Que reprochez-vous à la méthode de Nexem, dont vous avez pourtant été président délégué ?
Philippe Calmette. Elle n’est pas à la hauteur de la crise que traverse le secteur car elle se fonde sur une analyse d’une autre époque. Nexem a choisi une alliance objective avec les pouvoirs publics contre les professionnels et les associations. Comment comprendre qu’elle ait accepté les maigres enveloppes allouées cette année, avant de les proposer telles quelles aux syndicats et au monde associatif ?
À sa décharge, cela a longtemps fonctionné ainsi. Mais, depuis le redémarrage de l’inflation et les restrictions budgétaires, elle aurait dû représenter les intérêts du secteur et établir un rapport de forces avec les pouvoirs publics. Cette incompréhension d’un monde qui change constitue le péché originel. Même erreur concernant les négociations de la convention collective unique étendue (CCUE), en échec depuis deux ans. Là encore, elle s’est positionnée en supplétive des pouvoirs publics, en acceptant de lier les augmentations salariales à la conclusion d’un premier chapitre. Face à une inflation record, ce marché de dupes a gelé toute revalorisation et est perçu comme une nouvelle injustice, après celle du Ségur.
Nexem n’avance pas seule. Comment changer de braquet en préservant l’unité de la confédération patronale ?

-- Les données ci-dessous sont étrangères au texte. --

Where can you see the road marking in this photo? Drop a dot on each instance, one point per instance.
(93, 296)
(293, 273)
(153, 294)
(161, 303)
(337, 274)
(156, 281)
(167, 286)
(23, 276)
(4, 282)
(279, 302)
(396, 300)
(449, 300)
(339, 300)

P. C. Ce qui fait l’unité, ce sont des négociations qui aboutissent ! Si Nexem avait proposé un accord sur le seul pouvoir d’achat, les syndicats l’auraient signé, et la Fehap aussi ! La balle aurait alors pu être renvoyée aux pouvoirs publics qui auraient dû prendre leurs responsabilités face à des partenaires sociaux unis. Désormais, l’urgence est d’ouvrir une négociation exclusivement sur les 183 euros et un rattrapage de l’inflation. Une fois un accord signé, il s’agira de mobiliser notre camp (associations, syndicats, unions, fédérations) selon des modalités à arrêter collectivement lors d’États généraux de Nexem. Ce n’est qu’une fois la confiance rétablie entre partenaires sociaux que les négociations sur la CCUE pourront reprendre.
D’autres propositions ?
P. C. Nexem doit se mobiliser politiquement sur deux enjeux. D’abord de nécessaires réformes structurelles, objectifs de court terme : une grande loi de programmation pour l’autonomie et la citoyenneté des publics et une « vraie » cinquième branche conforme aux piliers de la Sécurité sociale (égalité de traitement, universalité des droits, solidarité nationale), afin de sortir de l’action sociale, charité de la République. Il est aussi urgent de mener des combats populationnels en faveur de la protection de l’enfance, de l’inclusion, de la transformation de l’offre…
C’est pour cela qu’avec d’autres administrateurs nous avons créé le collectif, décidés à se présenter aux élections de juin. Notre objectif ? Repositionner Nexem comme un acteur fort, capable d’obtenir des résultats dans l’intérêt du secteur.